Naturschutzorganisationen kritisieren den Entscheid des Bundesrats. David Gerke von der Gruppe Wolf Schweiz meint, dass der Beschluss „willkürlich und faktenfrei“ sei, denn der Wolfsbestand solle quasi mit einer Tabelle bestimmt werden und nicht anhand des tatsächlichen Schadenpotenzials. Ausserdem befürchtet er, bei voller Ausnutzung der Vorgaben werde der Wolf zumindest lokal ausgerottet.
Die Wirksamkeit des präventiven Wolfsabschusses steht insgesamt in Frage. Die Studien zeigen an, dass die natürliche Steuerungsgrösse für Wolfspopulationen die Biomasse von Beutetieren – primär des Schalenwilds – im Territorium sei.
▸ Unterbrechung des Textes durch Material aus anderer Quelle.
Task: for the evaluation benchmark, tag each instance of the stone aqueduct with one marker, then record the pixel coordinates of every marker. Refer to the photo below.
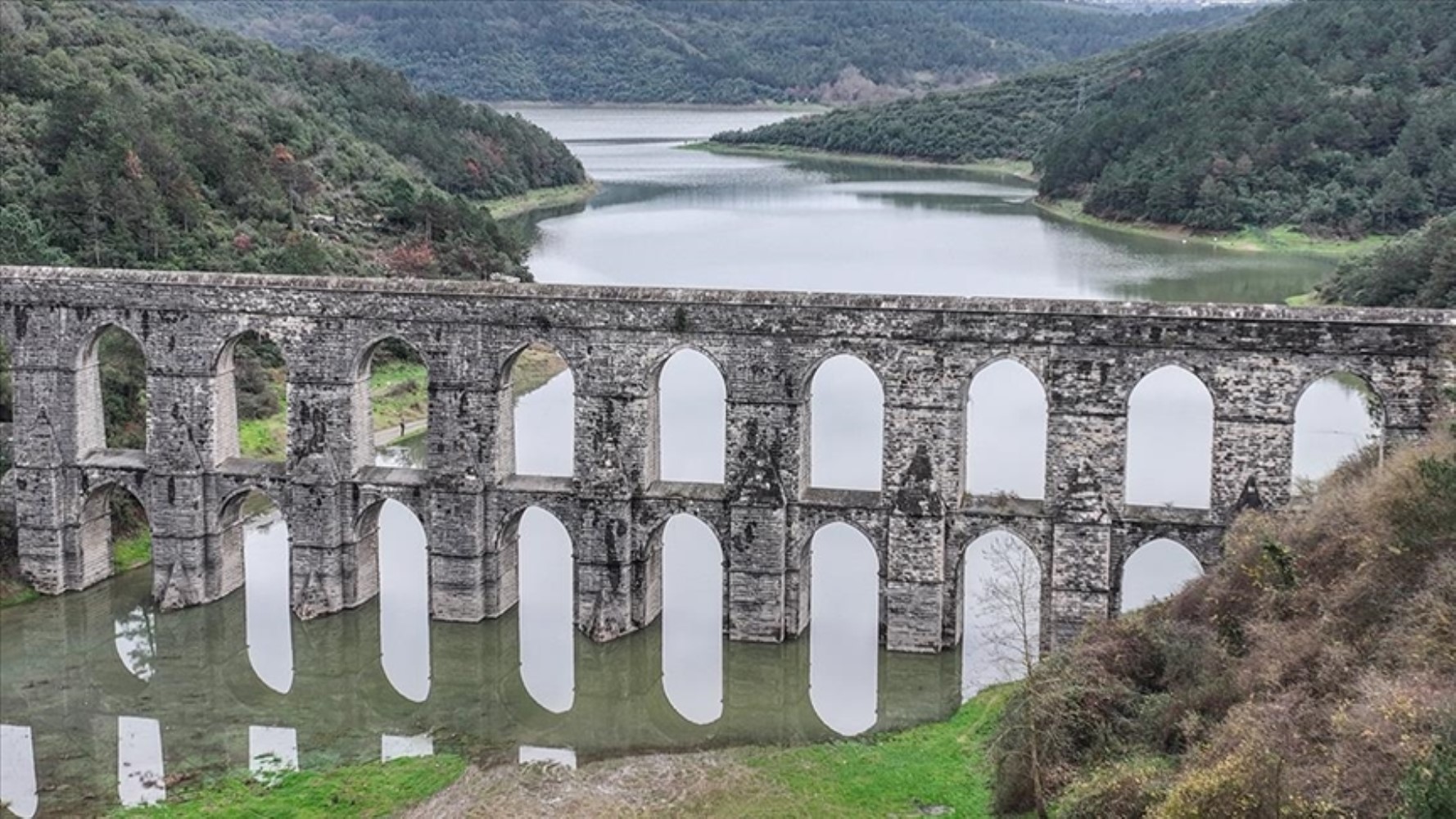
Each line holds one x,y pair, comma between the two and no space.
1255,363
Eine Bejagung des Wolfs, ohne an der Beutetierdichte etwas zu ändern, könne daher als Symptombekämpfung betrachtet werden. Im Gegensatz dazu führten die nicht-tödlichen Methoden der Vergrämung (akustische Signale, Herdenschutzhunde, Gummischrot usw.) beim lernfähigen Wolf zu nachhaltigeren Verhaltensänderungen als der Abschuss.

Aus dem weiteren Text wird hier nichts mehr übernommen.